Iroh 1.0(www.iroh.computer)
860 points | 268 commentspage 5
geoctl 8 hours ago|
Honestly I am happy that more remote access products are using QUIC, not WireGuard, for tunneling and realizing its technical benefits (e.g. AES hardware acceleration, dynamic endpoints, custom auth with JWT or mTLS, FIPS compliance, traffic masquerading as HTTP/3, etc.). I am a big fan of QUIC myself and I implemented it long ago in Octelium, which is a similar remote access product that's more centered around access control and zero trust rather than P2P connectivity. I believe QUIC should be the future of tunneling, especially when it comes to business and enterprise remote access use cases. Congrats on launching an I wish you the best of luck.
wiremine 7 hours ago||
This looks really interesting... I think I grok the basic value prop.

However, I'm confused on the open source vs. commercial offerings. How do they differ? How do they work together?

rklaehn 6 hours ago||
The core is open source and always will be. Crates are licensed the usual for rust: Apache2 and MIT. This also includes the relay servers.

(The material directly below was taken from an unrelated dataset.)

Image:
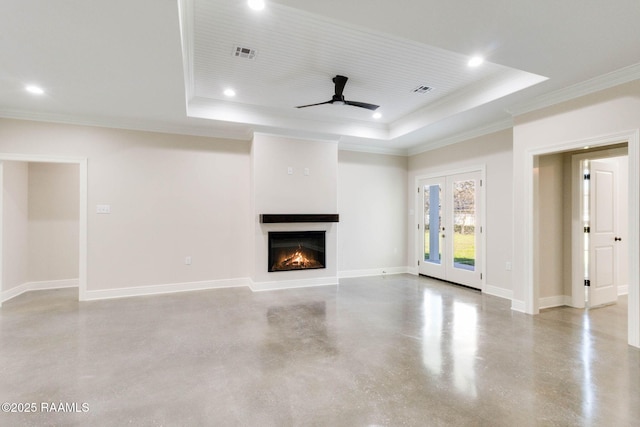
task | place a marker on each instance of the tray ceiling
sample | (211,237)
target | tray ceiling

In addition we provide services that any commercial deployment using iroh will probably find essential: observability and a custom non rate limited relay network, as well as priority access to the engineering team.

flub 6 hours ago||
iroh is an open source library. The relay servers are open source too but number0 runs public, rate limited, relay servers that can be used by everyone. The commercial offerings are for dedicated relay servers and more insight into your network.
arianvanp 5 hours ago||
Are you able to do any form of highly available loadbalancing with this?
born-jre 6 hours ago||
As a person which tried to love libp2p so much this look. Great will definitely take deeper look
sunshine-o 3 hours ago||
I am looking at the awesome page [0] and was surprise not to see a syncthing equivalent.

Wouldn't that an obvious use case? or am I missing a technical limitation?

- [0] https://github.com/n0-computer/awesome-iroh#file-sharing

mcdermott 6 hours ago||
"If the implementation is hard to explain, it's a bad idea." --Zen of Python
MostlyStable 9 hours ago||
I'm out of my technical depth here, but out of curiosity: is this meant to be a full replacement for the current IP address paradigm, or is this meant to be a specific tool on top of/alongside IP addresses that solves particular problems/frictions?
rklaehn 9 hours ago||
I would say it is not a replacement but an addition.

IP isn't going anywhere any time soon, but we add two capabilities on top. The ability to dial an endpoint by key, and the ability to get direct connections whenever possible.

That being said, if some other technology becomes popular that actually replaces the IP address paradigm, iroh is well positioned to make use of it. From the point of view of an iroh application developer nothing would change. You still dial by key, and iroh will just make sure under the hood to get you the best possible connection, IP or otherwise.

Arqu 9 hours ago||
A little bit of both. Natively it relies on QUIC and leverages existing IP infrastructure, however it also works with custom transports just as fine so you can interact via bluetooth for example.